Interpretive Summary: The yield potential in grain sorghum hybrids has increased at a slower rate than other cereal crops including its close relative maize. While there are many reasons for this lag, increasing hybrid performance through genomic selection has the potential to accelerate the rate of genetic gain in sorghum to levels that parallel gains in hybrid maize. To address this issue, we implemented a pilot program to predict hybrid grain yield performance in genetically diverse populations of sorghum using genome prediction models. This study will provide the necessary knowledge to breeders who work to exploit genomic technologies in improving grain yield of hybrid cereal crops including sorghum.

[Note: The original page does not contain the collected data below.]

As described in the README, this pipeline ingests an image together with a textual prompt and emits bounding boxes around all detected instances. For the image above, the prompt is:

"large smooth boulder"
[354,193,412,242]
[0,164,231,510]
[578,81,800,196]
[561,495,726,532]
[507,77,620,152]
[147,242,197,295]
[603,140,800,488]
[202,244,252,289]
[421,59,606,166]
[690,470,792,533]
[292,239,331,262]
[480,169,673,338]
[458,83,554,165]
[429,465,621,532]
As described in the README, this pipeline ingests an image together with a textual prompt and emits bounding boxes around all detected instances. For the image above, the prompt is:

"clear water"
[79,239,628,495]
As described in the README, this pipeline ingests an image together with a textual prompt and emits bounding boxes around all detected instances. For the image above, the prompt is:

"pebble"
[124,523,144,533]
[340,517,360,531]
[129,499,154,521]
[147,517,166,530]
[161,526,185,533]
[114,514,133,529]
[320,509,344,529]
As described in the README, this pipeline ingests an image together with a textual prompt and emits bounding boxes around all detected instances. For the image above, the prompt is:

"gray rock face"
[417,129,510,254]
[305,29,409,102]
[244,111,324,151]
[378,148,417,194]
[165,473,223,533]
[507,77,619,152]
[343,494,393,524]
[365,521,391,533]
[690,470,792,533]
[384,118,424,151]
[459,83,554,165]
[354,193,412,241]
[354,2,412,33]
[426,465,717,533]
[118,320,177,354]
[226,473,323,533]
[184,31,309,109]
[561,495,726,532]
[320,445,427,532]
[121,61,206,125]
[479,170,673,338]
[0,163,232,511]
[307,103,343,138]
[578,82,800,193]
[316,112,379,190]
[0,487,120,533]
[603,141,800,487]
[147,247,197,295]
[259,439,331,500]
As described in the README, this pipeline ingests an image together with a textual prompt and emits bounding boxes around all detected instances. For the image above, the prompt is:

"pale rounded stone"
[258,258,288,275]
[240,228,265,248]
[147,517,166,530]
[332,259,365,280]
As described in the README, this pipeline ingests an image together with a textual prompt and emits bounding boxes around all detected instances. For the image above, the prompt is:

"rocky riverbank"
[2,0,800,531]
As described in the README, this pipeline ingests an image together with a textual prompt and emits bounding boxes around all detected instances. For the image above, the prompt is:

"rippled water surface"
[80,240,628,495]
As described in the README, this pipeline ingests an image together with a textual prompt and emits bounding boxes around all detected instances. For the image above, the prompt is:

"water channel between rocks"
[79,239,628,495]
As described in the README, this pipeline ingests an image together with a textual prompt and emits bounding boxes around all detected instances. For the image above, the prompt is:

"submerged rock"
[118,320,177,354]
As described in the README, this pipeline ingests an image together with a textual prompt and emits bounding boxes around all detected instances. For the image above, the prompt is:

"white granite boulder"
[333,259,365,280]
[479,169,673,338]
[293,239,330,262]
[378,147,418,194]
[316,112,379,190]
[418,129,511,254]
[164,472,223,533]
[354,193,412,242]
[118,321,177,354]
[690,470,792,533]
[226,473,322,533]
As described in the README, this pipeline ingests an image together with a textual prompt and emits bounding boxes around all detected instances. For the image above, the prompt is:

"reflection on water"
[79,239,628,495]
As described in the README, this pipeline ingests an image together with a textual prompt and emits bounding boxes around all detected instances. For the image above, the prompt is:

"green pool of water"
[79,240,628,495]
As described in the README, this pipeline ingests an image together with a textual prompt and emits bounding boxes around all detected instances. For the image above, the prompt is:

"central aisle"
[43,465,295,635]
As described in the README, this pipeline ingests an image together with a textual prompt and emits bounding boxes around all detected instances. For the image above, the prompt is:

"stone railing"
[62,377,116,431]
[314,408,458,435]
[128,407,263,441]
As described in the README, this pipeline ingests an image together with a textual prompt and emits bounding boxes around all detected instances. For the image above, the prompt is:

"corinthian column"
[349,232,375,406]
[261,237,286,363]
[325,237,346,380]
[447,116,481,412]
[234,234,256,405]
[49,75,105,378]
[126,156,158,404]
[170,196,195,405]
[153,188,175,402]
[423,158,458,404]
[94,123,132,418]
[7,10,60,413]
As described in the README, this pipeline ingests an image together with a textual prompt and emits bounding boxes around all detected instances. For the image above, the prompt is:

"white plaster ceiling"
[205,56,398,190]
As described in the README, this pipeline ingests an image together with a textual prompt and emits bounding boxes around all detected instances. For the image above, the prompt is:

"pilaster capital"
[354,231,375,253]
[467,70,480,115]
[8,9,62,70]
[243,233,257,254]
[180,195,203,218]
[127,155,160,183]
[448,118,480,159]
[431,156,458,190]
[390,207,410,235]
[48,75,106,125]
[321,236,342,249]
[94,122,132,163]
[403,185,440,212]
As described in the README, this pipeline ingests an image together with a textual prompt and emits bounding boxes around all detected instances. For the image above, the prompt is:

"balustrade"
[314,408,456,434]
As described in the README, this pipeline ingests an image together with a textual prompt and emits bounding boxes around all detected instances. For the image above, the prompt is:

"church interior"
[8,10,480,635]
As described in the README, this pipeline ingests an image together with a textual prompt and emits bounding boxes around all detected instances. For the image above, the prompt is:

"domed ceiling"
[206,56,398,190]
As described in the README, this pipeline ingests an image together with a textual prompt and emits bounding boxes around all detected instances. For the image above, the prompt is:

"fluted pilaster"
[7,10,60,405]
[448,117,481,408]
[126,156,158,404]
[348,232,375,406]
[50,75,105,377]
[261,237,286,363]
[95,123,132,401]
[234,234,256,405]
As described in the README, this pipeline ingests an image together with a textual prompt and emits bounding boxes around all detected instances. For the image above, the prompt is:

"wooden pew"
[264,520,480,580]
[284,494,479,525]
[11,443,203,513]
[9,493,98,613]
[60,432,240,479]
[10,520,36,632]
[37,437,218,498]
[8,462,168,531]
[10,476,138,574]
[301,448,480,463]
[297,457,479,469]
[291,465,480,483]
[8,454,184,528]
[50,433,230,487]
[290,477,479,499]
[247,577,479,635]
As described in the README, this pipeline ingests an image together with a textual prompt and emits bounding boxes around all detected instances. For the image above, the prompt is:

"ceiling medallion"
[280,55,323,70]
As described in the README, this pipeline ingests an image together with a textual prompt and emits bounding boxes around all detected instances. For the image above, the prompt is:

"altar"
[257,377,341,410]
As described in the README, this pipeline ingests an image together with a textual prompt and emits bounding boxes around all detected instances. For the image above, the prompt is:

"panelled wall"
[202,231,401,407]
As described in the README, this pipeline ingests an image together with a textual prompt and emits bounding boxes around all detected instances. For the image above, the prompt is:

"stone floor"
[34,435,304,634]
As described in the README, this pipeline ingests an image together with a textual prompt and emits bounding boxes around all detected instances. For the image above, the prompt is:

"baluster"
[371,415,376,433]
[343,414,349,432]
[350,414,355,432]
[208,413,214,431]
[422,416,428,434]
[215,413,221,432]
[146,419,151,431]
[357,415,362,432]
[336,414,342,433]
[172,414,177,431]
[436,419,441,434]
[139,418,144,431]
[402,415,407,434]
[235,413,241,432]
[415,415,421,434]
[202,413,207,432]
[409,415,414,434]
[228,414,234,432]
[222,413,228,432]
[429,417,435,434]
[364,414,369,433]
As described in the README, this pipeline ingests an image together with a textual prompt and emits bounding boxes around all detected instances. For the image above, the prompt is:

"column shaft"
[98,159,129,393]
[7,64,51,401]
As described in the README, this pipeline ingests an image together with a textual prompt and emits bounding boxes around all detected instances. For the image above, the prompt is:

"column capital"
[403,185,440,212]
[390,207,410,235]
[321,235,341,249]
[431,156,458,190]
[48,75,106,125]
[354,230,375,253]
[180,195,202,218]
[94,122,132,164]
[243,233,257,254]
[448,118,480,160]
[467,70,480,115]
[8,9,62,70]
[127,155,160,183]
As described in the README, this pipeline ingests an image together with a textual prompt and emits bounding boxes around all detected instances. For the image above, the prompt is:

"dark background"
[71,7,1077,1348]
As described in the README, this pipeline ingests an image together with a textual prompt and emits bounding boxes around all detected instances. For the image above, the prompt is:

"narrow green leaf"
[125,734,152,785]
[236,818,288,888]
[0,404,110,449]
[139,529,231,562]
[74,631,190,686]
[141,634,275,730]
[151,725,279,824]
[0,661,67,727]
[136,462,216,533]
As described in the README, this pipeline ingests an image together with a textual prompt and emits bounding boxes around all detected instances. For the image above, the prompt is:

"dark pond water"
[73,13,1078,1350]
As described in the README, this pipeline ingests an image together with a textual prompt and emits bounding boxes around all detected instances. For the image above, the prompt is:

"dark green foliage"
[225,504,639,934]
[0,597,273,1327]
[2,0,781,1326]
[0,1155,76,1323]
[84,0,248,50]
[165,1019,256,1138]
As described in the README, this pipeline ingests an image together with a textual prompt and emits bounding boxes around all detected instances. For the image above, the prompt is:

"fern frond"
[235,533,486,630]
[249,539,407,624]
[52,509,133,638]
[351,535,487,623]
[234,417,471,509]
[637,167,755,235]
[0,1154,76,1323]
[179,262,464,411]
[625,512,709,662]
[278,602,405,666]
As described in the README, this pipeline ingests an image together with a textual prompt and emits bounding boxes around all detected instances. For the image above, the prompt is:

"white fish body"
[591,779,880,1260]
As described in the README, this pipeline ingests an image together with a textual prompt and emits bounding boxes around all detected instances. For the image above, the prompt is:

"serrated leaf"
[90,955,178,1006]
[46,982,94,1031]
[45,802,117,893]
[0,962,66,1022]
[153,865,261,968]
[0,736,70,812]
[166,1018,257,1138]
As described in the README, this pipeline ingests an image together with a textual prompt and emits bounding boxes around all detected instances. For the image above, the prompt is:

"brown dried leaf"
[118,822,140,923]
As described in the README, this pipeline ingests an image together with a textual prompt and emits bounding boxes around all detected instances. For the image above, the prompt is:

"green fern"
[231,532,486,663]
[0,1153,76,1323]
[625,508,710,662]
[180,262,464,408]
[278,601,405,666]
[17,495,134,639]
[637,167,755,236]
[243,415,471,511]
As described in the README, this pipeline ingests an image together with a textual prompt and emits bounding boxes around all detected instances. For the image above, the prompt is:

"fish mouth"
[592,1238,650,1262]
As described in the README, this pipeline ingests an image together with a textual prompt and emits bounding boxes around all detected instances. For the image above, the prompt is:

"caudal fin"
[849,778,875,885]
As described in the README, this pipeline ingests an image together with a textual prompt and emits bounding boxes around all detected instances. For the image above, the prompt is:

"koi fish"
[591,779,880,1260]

Technical Abstract: To exploit the novel genetic diversity residing in tropical sorghum germplasm, an expansive backcross nested-association mapping (BC-NAM) resource was developed in which novel genetic diversity was introgressed into elite inbreds. A major limitation to exploiting this type of genetic resource in hybrid improvement programs is the required evaluation in hybrid combination of the vast number of populations and lines. To address this, the utility of genomic information was evaluated to predict the hybrid performance of BC-NAM populations. Two agronomically-elite BC-NAM populations were chosen for evaluation in which elite inbred RTx436 was the recurrent parent. Each BC-NAM line was evaluated in hybrid combination with an elite tester in two locations with phenotypes of grain yield, plant height, and days to anthesis collected on all test cross hybrids. Lines from both populations were found to outperform their recurrent parent. Efforts to utilize genetic distance based on genotyping-by-sequence as a predictive tool for hybrid performance was ineffective. However, utilizing genomic prediction models using additive and dominance GBLUP kernels to screen germplasm appeared to be an effective method to eliminate inferior-performing lines that will not be useful in a hybrid breeding program.